2 Kronieken 2:5-10 NBG-vertaling 1951 (NBG51)

5. Het huis, dat ik ga bouwen, zal groot zijn, want onze God is groter dan alle goden.

6. Wie zou in staat zijn voor Hem een huis te bouwen, want de hemel, zelfs de hemel der hemelen, kan Hem niet bevatten.

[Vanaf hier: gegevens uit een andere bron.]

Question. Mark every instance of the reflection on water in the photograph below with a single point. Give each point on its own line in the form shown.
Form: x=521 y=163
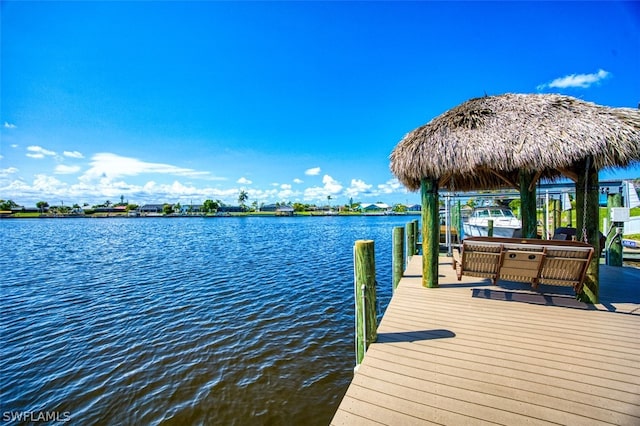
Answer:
x=183 y=321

Wie ben ik dan, dat ik voor Hem een huis zou bouwen, indien het niet was om voor zijn aangezicht offers te ontsteken?

7. Nu dan, zend mij een man, die bedreven is in de bewerking van goud, zilver, koper, ijzer, roodpurper, karmozijn en blauwpurper, en die het verstaat graveerwerk te vervaardigen, samen met de vaklieden die bij mij in Juda en in Jeruzalem zijn, en waarvoor mijn vader David gezorgd heeft.

8. Zend mij ook ceder-, cypresse-, en algummimhout van de Libanon, want mij is bekend, dat uw knechten de bomen van de Libanon weten te vellen; en zie, mijn knechten zullen uw knechten helpen,

9. hout in overvloed voor mij gereed te maken, want het huis, dat ik ga bouwen, zal groot en wonderbaar zijn.

10. Zie, in ruil voor de houthakkers, die de bomen vellen, geef ik tot voedsel voor uw knechten twintigduizend kor tarwe, twintigduizend kor gerst, twintigduizend bath wijn en twintigduizend bath olie.